De nachtmerrie uit de titel slaat vooral op het lot van elfenkoningin Titania, die de hoofdrol speelt. Zij wil zich ontfermen over het kleine kind in haar armen dat door een stervende aan haar is toevertrouwd. Maar haar man Oberon, verteerd door jaloezie, neemt het kind bruut van haar af. Een smeekbede van Titania mag niet baten.
lees HIER de hele recensie in Theaterkrant:
'Vanaf de tribune onder de grote lindeboom kijkt het publiek naar een fascinerend schouwspel: in de verte, achter het podium, schrijdt een groep musici in zwarte gewaden plechtig door het lange wuivende gras. Voorop een man met een grote trom, daarachter de blazers. Het is een bijna mythisch beeld, wat nog versterkt wordt als de musici dichterbij komen: allemaal hebben ze puntige elfenoortjes.

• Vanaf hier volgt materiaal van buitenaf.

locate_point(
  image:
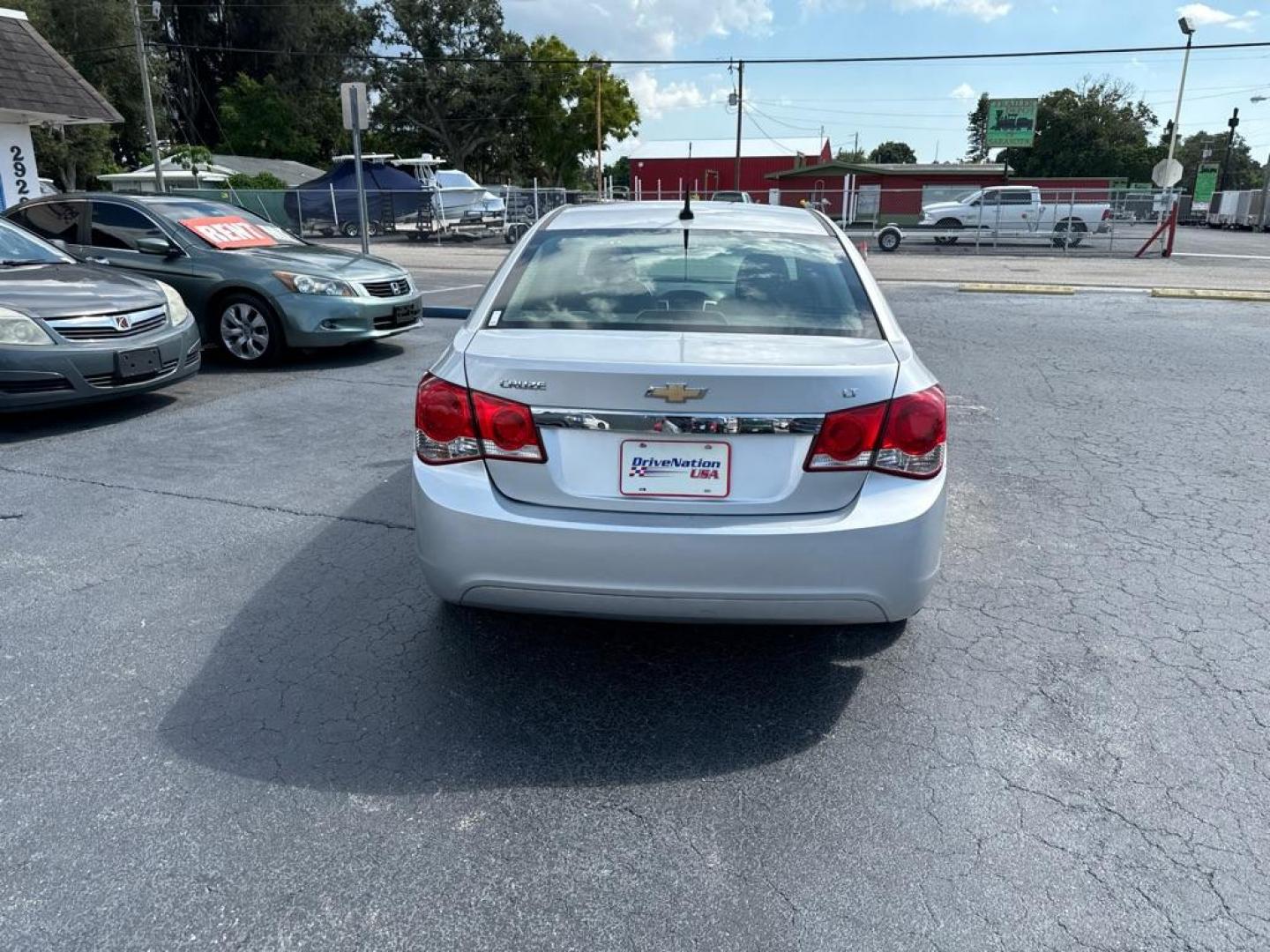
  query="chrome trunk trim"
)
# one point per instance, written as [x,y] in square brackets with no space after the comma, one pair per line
[664,423]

Natuurlijk zijn er een heleboel elfen in deze nachtmerrie, tot leven gebracht door een sierlijke groep zangeressen en de uitmuntende musici van het Jong Nederlands Blazers Ensemble. Samen brengen ze de muziek van Purcell en Passenier tot leven. In tegenstelling tot de andere hoofdrollen wordt Oberon niet door een zanger vertolkt, maar door Sinan Arat op de ney, een rietfluit. Gekleed als een soort djinn uit een sprookjesboek is hij imposant en zelfs betoverend wanneer hij Titania (sopraan Donij van Doorn) overmeestert en haar kind van haar afpakt.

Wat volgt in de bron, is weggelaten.